The fish market in Deira has been integral to Dubai’s fishing trade since the city’s inception. It’s a bustling hive of activity and best visited in the morning when the day’s catches first arrive. There are some exotic offerings here, including baby shark and plenty of hammour (also known as grouper), a meaty white fish that is Arabia’s most popular catch. Many chefs visit the market early to pick up seafood that isn’t so easy to come by elsewhere. And although it may not be the most obvious tourist attraction, the fish market is definitely worth a visit: the Arabian caviar makes a great gift to take home.
Vendors clamour for your attention and all offer competitive prices, but it’s still worth bargaining before buying. It’s very boisterous and chaotic, but sellers are friendly and will help prepare the whole fish and seafood on request. There are porters with wheelbarrows who will help guide you around the market and transport purchases.
Adjacent to the fish market is a huge fruit and vegetable market selling endless varieties of fresh and colourful goods.
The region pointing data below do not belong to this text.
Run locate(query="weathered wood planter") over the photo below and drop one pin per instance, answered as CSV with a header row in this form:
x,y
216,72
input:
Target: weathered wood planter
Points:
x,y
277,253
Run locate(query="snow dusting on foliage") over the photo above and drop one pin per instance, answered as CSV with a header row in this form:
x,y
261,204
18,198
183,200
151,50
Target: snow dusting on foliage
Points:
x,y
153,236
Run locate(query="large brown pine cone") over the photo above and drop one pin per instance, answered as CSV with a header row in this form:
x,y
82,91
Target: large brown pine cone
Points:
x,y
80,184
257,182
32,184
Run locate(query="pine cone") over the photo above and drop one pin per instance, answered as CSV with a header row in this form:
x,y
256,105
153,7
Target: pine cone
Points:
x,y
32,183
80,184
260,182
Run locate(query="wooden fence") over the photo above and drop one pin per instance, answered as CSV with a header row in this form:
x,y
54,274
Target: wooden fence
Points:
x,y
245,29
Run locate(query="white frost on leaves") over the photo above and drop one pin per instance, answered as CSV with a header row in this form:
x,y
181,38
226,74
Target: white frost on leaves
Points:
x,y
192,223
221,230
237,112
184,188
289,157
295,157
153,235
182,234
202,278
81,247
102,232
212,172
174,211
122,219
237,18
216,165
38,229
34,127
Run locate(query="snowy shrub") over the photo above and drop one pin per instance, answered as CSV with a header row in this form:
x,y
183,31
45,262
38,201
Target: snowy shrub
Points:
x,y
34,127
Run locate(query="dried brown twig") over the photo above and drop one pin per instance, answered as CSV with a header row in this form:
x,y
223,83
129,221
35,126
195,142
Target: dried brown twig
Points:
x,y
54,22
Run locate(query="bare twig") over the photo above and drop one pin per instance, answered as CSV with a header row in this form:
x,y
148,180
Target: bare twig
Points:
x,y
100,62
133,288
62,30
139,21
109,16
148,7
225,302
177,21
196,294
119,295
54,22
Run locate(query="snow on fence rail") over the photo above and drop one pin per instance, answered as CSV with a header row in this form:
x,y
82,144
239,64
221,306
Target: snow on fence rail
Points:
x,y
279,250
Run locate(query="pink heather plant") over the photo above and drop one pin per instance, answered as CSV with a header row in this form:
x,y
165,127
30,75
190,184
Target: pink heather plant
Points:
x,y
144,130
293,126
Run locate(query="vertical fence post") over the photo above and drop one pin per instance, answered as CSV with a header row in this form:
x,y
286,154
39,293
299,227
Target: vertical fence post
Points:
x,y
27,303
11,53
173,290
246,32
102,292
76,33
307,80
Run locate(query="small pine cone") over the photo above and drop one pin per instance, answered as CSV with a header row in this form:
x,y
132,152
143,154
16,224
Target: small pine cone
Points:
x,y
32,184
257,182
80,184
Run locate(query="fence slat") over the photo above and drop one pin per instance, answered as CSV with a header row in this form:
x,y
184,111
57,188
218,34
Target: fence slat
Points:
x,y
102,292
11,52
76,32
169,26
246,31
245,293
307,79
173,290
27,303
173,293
There is also a meat market and for many Dubai residents, this is the place to go to beat supermarket prices and support local producers and traders.
Arabic spices have become incredibly popular around the world since chef and restaurateur Yotam Ottolenghi got everyone hooked on sumac and za’atar. Now that these spices have hit the mainstream they are available in supermarkets, but it’s still worth making a trip to the traditional Dubai spice souk to stock up on large quantities. Here you’ll find many shops and stands, all side by side, making competition fierce, so it’s a good idea to shop around and haggle a little.
The majority of shop owners are from Iran and have incredible knowledge of which spices combine and enhance dishes. They are happy to share their expertise and encourage trying new flavours. Aromatics such as cinnamon, saffron, turmeric and nutmeg form the basis of traditional Emirati foods, and regularly added to this are dried fruits such as apricots and prunes, alongside almonds and pistachios.
It’s not just cooking that stall owners can advise on, they also sell natural beauty products and special raw incenses to scent the home, or herbs with medicinal qualities to be used in teas. But the biggest draw here for any food lover has to be the saffron sellers – this is the place to buy the expensive spice at an incredible price.